The Global South’s AI Vulnerability
There is general acknowledgement of the risks and challenges of AI deception, including the loss of control, structural and social effects, and the inability of humans to respond adequately and in time.
As a result, the risks associated with such behaviours are alarming and far reaching. The all- pervasive nature of AI systems, which can transcend boundaries and offer great opportunities to leapfrog for developing countries, also raises unique challenges.
AI systems in developing countries, particularly in the Global South, have not been trained with local cultural contexts. Here, the potential for deception is significant. This could lead to political polarisation and unbridled misinformation campaigns, possibly even resulting in physical harm to vulnerable populations.
Unfortunately, given the lack of awareness and discussion on AI deception, the solutions being currently discussed in the ecosystem (including the Advisory Board) are insufficient in the context of developing countries, where the baseline for governance and detection and opportunities for correction are limited, as outlined below:
- Regulation: Most countries are struggling to design appropriate regulations and guidelines for AI systems, but this problem is particularly acute in developing nations, where bureaucracies are typically understaffed, overworked, and unaware of such lurking problems. While the normal response to such challenges is heavy-handed regulation, these institutions are under pressure to use (necessarily imported) AI systems to improve operational efficiency in their administrative processes. In many countries, the bureaucracies need to signal to donor entities that they are open to innovation and new ideas. Unfortunately, without realising it, they end up importing systems that are trained in contexts misaligned with their local cultural norms.
- Detection and monitoring: These are usually seen as means to mitigate risks. Given that LLMs are highly complex, it is nearly impossible for governments/regulators in most developing countries to assemble technical teams capable of detecting and monitoring LLMs for deception. This challenge is further exacerbated by the low level of digital literacy and education in such countries. Once a system is in place, the outputs are taken as ‘unquestionable’.
- Design and correction: On the possibility of fixing the problem at the design stage, developing countries are particularly hampered. Most LLMs are developed in the Global North, and AI companies are reluctant to reveal many details of the training that goes into them. Hence, this reduces the possibility of this course of action.

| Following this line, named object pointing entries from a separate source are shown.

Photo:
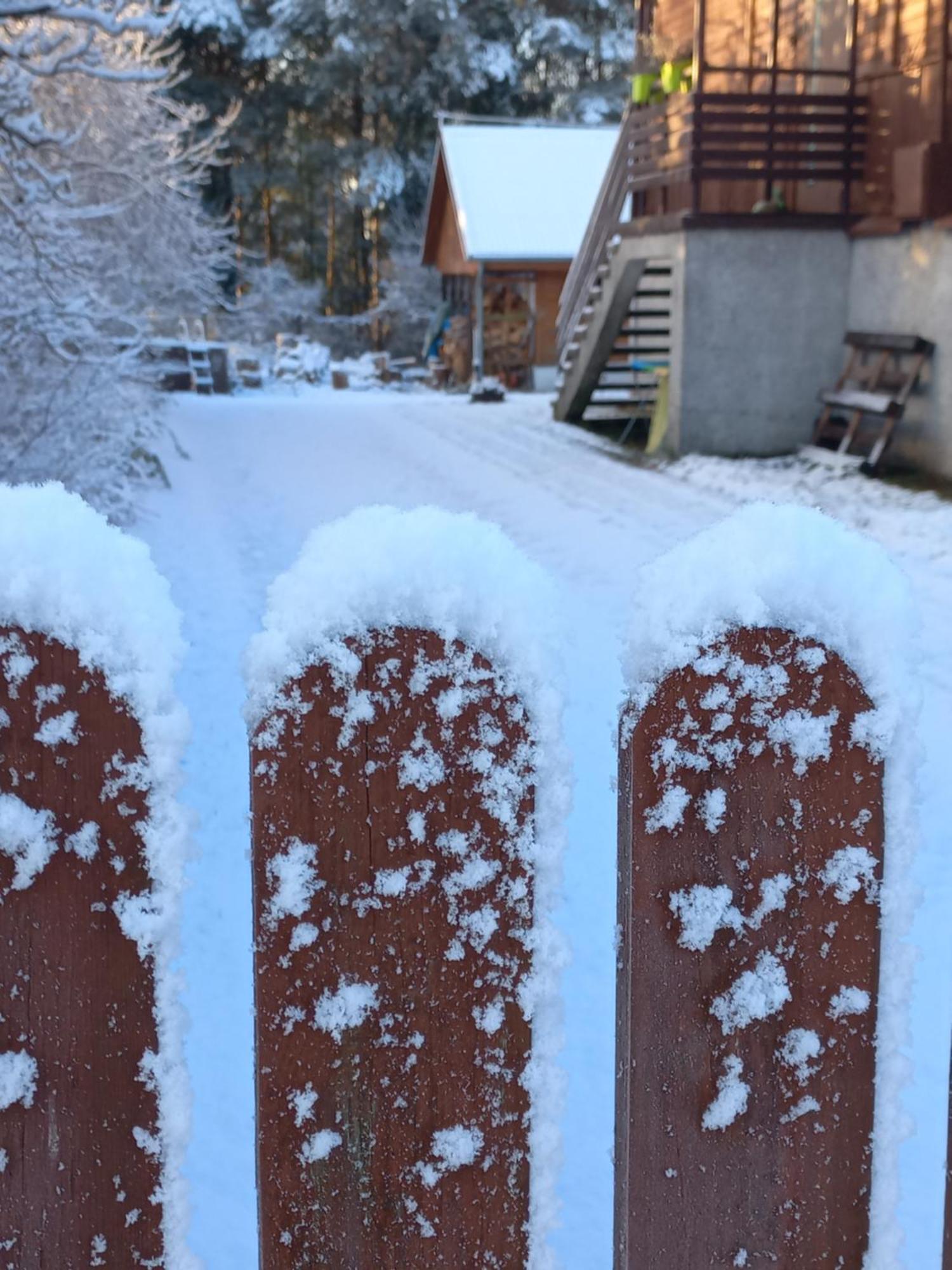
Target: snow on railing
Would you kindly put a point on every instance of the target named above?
(408, 805)
(93, 1098)
(765, 896)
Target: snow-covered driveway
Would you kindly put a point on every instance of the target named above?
(261, 473)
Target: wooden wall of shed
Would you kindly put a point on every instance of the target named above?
(899, 53)
(549, 289)
(450, 255)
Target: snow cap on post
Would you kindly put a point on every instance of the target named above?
(367, 589)
(93, 606)
(799, 571)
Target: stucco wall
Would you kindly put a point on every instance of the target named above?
(904, 285)
(765, 312)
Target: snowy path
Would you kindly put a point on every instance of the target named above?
(262, 473)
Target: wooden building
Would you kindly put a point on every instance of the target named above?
(799, 189)
(507, 211)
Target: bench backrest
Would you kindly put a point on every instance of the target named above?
(875, 342)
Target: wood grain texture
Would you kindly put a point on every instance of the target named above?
(77, 1189)
(445, 952)
(786, 1189)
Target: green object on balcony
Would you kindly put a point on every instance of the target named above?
(642, 86)
(673, 74)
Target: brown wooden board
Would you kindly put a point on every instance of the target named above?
(77, 1187)
(423, 896)
(786, 1182)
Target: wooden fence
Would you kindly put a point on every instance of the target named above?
(394, 906)
(751, 854)
(78, 1003)
(395, 784)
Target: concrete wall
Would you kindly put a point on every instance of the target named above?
(904, 285)
(765, 312)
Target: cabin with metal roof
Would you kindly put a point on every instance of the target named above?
(507, 213)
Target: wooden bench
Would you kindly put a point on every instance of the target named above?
(880, 375)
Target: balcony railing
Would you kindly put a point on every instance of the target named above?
(689, 147)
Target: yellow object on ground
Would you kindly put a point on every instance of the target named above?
(659, 420)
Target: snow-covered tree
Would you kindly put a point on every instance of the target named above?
(101, 232)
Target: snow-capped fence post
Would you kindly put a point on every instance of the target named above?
(407, 810)
(91, 845)
(761, 863)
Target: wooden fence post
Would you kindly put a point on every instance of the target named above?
(89, 846)
(752, 831)
(399, 789)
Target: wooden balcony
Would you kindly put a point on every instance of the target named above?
(709, 156)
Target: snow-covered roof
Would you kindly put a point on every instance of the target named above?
(525, 192)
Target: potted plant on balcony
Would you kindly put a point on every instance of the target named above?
(675, 58)
(645, 72)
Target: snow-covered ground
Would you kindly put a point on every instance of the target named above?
(263, 471)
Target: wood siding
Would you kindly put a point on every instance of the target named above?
(899, 69)
(549, 289)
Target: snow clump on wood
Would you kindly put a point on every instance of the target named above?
(381, 571)
(69, 576)
(797, 570)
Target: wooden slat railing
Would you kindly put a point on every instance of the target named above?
(701, 138)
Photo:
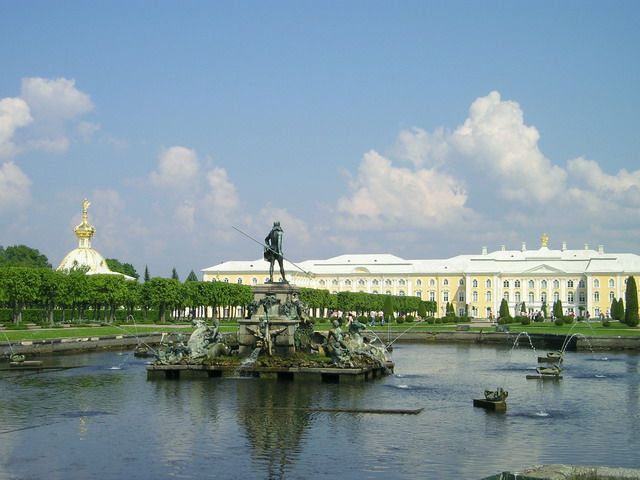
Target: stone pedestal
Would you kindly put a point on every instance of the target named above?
(275, 306)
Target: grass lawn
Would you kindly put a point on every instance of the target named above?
(586, 329)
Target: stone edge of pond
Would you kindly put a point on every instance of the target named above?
(568, 472)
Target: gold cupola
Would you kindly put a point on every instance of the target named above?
(85, 231)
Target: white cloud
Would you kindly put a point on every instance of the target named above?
(14, 186)
(55, 98)
(177, 167)
(495, 138)
(14, 114)
(221, 198)
(388, 196)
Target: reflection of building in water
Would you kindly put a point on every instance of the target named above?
(86, 257)
(585, 280)
(276, 421)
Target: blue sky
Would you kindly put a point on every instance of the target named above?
(422, 129)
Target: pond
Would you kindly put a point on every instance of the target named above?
(104, 419)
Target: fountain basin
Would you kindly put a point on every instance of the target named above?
(316, 374)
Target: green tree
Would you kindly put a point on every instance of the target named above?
(557, 309)
(20, 287)
(631, 297)
(125, 268)
(22, 256)
(387, 308)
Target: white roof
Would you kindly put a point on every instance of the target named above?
(530, 262)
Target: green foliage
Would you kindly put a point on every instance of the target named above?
(631, 297)
(22, 256)
(557, 309)
(125, 268)
(387, 308)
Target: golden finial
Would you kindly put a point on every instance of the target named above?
(544, 240)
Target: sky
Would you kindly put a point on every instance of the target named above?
(423, 129)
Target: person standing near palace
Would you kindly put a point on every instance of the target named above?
(273, 250)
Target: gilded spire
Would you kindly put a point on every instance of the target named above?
(544, 240)
(85, 230)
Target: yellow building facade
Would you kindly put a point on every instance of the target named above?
(585, 280)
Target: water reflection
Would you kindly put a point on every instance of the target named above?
(91, 421)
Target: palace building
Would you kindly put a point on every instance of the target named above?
(585, 280)
(85, 256)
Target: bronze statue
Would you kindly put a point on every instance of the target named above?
(273, 250)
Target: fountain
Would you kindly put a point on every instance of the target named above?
(277, 340)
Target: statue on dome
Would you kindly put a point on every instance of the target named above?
(273, 250)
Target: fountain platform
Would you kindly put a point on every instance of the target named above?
(494, 405)
(315, 374)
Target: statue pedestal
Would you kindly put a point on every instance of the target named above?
(276, 311)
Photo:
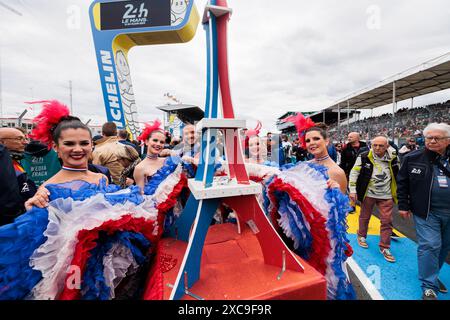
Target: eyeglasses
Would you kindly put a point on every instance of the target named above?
(17, 139)
(437, 139)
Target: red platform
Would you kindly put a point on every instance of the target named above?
(233, 268)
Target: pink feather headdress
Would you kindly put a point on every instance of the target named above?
(301, 124)
(51, 115)
(255, 131)
(149, 128)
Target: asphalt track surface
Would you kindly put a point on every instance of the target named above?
(404, 270)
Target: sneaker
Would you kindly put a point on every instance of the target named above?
(394, 235)
(387, 254)
(362, 242)
(442, 287)
(429, 294)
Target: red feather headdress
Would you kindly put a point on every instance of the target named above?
(45, 123)
(255, 131)
(149, 128)
(301, 124)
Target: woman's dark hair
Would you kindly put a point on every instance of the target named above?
(68, 122)
(319, 127)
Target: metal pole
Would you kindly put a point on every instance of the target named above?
(1, 99)
(339, 121)
(394, 105)
(70, 90)
(348, 116)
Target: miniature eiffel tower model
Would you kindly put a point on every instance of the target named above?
(206, 191)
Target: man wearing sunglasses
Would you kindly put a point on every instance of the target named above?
(423, 192)
(13, 142)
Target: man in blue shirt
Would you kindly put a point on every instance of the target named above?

Safeguarding the Global South
Given the challenges and suggested solutions, it is imperative that developing nations (particularly those in the Global South) pool their capabilities and knowledge to help protect their processes and populations from the harms of AI deception. Collaboratively developing solutions (regulation, detection and monitoring tools, and corrective mechanisms) tailored to developing country contexts and making them available as Digital Public Goods (DPGs) could benefit countries across the Global South.
Networks and platforms, such as Southern Voice, can play a convening role in facilitating knowledge-sharing and ensuring that perspectives from the Global South help shape emerging norms. Greater engagement between such platforms and AI developers could also support efforts to identify and address ‘deceptive’ behaviours.
In 1942, Issac Asimov put forth The Three Laws of Robotics, of which the first one states that “a robot may not injure a human being or, through inaction, allow a human being to come to harm”. Written as fiction, the law assumed that when future humans designed intelligent machines, they would be aligned with human well-being. Today’s AI systems, owing to the nature of their ‘training’, do not seem to be limited by such constraints. We need to develop better regulations, audits, and techniques to limit or eliminate the potential harms posed by AI systems deployed for our benefit.